In my conversations with a wide range of leaders, they repeatedly emphasize how important it is to be able to do something instead of letting go. Perhaps you feel like staying in bed all day watching Netflix and eating pizza, or “snug under the duvet,” as one of my clients describes this type of reaction. Once in a while this may even work well with a bit of constructive denial and self-indulgence, but not every day and not every time things get hard.
Yes, the current moment calls for compassion, but it also calls for a little more edge and collective defiance against the injustice of the virus. You want people to say “enough is enough” and rise to fight against the gloom. As with good parenting, the key is to find the right balance between caring and challenging, between compassion and containment, between saying “you are good enough as you are” and “get moving and get to the next level.”
Energize Everyone, Every Day:
“I’m surprised that the hardest part right now is managing my own mind,” the CEO of a large-cap company concluded with a sigh near the end of our session.

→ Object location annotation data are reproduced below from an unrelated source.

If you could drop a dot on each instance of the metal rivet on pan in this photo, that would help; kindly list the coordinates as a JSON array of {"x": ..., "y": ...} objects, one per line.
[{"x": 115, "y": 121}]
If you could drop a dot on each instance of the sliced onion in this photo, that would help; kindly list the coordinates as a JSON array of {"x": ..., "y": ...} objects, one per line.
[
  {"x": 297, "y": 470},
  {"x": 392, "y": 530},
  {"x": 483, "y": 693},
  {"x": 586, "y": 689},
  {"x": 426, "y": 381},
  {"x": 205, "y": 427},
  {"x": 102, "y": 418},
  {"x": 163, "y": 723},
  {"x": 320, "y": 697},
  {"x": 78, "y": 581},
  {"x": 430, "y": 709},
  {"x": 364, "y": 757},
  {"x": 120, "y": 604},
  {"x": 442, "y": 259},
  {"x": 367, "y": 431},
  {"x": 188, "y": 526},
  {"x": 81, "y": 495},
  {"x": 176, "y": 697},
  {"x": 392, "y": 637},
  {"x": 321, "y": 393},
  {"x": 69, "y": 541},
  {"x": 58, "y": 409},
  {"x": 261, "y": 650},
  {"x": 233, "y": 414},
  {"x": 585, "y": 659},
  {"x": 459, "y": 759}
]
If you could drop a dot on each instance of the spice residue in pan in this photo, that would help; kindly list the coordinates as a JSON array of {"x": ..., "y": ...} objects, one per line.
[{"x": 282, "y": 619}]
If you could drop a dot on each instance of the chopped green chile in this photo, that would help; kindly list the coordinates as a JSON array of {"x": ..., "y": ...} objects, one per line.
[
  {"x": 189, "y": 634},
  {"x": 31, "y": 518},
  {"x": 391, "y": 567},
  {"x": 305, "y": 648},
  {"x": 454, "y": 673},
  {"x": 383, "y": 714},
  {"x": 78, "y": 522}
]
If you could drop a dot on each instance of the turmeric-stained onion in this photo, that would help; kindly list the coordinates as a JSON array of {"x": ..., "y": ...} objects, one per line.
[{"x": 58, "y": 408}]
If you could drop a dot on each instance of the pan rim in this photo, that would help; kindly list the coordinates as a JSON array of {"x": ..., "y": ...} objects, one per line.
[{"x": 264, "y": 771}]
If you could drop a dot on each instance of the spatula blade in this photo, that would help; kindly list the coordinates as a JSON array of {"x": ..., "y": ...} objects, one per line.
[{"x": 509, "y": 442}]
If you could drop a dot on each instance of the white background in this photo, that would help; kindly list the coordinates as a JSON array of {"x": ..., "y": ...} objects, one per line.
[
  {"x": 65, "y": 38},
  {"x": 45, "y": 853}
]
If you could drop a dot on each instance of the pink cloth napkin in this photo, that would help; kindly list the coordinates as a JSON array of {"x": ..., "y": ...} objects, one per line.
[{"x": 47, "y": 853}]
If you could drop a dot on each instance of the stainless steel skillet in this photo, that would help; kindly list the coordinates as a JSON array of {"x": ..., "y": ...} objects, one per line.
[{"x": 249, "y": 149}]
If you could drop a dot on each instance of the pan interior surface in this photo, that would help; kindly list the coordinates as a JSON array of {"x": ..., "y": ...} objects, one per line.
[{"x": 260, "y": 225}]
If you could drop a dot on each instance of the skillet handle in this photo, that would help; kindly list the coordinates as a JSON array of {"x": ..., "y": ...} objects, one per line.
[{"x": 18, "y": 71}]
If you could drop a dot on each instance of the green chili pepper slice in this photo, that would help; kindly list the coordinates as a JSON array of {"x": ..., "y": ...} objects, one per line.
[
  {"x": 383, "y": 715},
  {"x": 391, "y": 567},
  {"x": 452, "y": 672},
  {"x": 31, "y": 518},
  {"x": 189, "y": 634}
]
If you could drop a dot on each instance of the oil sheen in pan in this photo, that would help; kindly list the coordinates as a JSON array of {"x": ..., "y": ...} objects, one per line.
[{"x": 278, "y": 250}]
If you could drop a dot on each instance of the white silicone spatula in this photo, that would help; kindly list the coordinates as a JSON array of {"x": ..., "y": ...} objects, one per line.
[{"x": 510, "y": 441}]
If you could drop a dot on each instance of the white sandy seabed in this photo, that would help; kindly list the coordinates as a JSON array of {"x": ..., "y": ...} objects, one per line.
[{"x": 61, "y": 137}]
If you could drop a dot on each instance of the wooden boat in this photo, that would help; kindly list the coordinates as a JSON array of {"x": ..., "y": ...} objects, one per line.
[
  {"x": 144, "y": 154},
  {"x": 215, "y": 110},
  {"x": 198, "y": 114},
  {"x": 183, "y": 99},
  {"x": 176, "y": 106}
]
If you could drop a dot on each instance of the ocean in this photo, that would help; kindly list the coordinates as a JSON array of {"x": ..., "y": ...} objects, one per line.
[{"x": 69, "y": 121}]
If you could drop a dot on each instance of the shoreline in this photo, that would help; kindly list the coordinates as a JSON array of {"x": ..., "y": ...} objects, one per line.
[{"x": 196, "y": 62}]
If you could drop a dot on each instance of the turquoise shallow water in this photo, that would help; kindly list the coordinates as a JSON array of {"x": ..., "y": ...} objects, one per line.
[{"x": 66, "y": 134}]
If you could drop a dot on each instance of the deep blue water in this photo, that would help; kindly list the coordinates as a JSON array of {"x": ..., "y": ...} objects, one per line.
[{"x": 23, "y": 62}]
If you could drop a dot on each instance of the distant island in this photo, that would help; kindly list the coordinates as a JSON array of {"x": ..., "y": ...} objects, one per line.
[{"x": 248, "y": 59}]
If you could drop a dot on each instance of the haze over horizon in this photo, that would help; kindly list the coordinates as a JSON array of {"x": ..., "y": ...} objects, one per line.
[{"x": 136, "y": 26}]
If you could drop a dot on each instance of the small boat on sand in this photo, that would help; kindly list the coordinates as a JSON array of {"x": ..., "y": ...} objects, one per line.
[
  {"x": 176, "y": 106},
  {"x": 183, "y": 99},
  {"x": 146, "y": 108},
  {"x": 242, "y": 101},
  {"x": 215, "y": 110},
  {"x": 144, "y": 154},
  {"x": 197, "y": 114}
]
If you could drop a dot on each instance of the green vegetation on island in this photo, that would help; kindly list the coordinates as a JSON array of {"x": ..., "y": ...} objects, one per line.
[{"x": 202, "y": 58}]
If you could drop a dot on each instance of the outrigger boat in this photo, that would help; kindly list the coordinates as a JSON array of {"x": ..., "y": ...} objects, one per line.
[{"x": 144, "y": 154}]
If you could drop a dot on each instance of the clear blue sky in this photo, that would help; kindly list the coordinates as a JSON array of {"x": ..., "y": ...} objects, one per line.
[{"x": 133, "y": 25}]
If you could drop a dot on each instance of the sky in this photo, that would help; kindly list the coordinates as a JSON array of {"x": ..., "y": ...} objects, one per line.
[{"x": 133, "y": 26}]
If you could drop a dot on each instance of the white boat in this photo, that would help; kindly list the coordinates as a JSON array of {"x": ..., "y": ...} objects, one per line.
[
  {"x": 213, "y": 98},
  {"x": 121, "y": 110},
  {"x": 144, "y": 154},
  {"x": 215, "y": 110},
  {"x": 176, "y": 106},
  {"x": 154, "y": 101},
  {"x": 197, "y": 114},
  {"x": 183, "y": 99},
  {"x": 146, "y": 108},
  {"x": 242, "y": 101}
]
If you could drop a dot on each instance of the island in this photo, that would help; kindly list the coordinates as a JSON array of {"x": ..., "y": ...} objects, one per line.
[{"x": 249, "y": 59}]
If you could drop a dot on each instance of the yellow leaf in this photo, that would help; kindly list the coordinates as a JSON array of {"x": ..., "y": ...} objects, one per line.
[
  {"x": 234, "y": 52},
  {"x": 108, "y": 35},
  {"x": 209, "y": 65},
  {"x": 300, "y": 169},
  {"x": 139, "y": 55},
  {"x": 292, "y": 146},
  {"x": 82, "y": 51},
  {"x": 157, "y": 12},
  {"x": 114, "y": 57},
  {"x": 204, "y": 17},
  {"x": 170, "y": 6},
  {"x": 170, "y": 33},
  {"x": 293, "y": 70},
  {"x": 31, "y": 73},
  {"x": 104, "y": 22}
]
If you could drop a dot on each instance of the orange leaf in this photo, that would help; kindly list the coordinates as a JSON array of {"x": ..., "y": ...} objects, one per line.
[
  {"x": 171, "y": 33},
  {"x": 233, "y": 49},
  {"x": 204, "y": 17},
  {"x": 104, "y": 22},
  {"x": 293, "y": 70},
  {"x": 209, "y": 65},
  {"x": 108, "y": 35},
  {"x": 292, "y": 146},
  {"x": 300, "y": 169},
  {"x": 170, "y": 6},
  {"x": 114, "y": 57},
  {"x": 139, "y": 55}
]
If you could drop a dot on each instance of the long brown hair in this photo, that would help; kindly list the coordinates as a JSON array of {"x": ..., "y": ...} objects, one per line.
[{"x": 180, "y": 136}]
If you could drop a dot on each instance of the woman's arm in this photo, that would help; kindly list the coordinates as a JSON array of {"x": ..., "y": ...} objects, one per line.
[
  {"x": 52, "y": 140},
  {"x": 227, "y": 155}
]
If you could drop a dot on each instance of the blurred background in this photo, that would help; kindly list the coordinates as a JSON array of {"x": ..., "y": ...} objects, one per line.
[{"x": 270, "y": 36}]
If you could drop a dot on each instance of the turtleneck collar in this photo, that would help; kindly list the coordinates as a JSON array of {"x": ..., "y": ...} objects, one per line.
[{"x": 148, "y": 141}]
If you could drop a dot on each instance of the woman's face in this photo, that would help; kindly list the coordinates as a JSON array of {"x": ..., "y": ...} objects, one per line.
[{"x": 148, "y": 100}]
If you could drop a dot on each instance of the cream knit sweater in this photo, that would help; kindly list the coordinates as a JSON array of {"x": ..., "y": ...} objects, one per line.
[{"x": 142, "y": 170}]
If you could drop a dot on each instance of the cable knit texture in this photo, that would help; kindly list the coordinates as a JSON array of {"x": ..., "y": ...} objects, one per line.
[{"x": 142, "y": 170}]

As we enter the last stretch, the greatest challenge for leaders may be to sustain energy in themselves and in their teams. We don’t quite know how long it will take to finish the last mile and we cannot rely on the urgency of the crisis any longer. Patience with feel-good language like “we need to pull together” or “we will get through this” is now close to zero. The appetite is for specific and actionable communication — what to do now to pull together and how to get through it.
The key is to get the energy flowing and never accept that meetings and interactions become stale or boring. Energy is not a given and must be generated and channeled internally. For example the LEGO Group has defined the goal to “Energize Everyone, Every Day” as a central leadership principle.
There are many ways to energize: Sharing success stories, setting up competitions, dividing long projects into sprints, communicating. But also shortening endless zoom meetings, cutting tumbleweed projects, and allowing constructive conflicts and honest feedback in your teams. How you do it matters less. That you do it matters immensely.
Further, people with a high degree of resilience tend to prevail because they interpret setbacks as temporary, local, and changeable. When something is viewed in this way, it leaves us able to think: “It will go away sometime, it can be curbed, and I can do something about it.” This enables us to act. It is the mindset of the resilient leader. Resilient people are more willing to make decisions because they believe they have a real impact on their situation and are not afraid to influence it.
Alternatively, if we face an obstacle thinking, “It is permanent, it is a general problem, and there is nothing I can do about it,” it leaves us with little or no power to act. People lacking resilience also tend to internalize the problem by ruminating and having thoughts like, “It is probably me. I am no good. I can’t do anything right.” This leaves the person paralyzed. You can probably imagine how these thoughts can spin out of control and end up in pure self-destruction.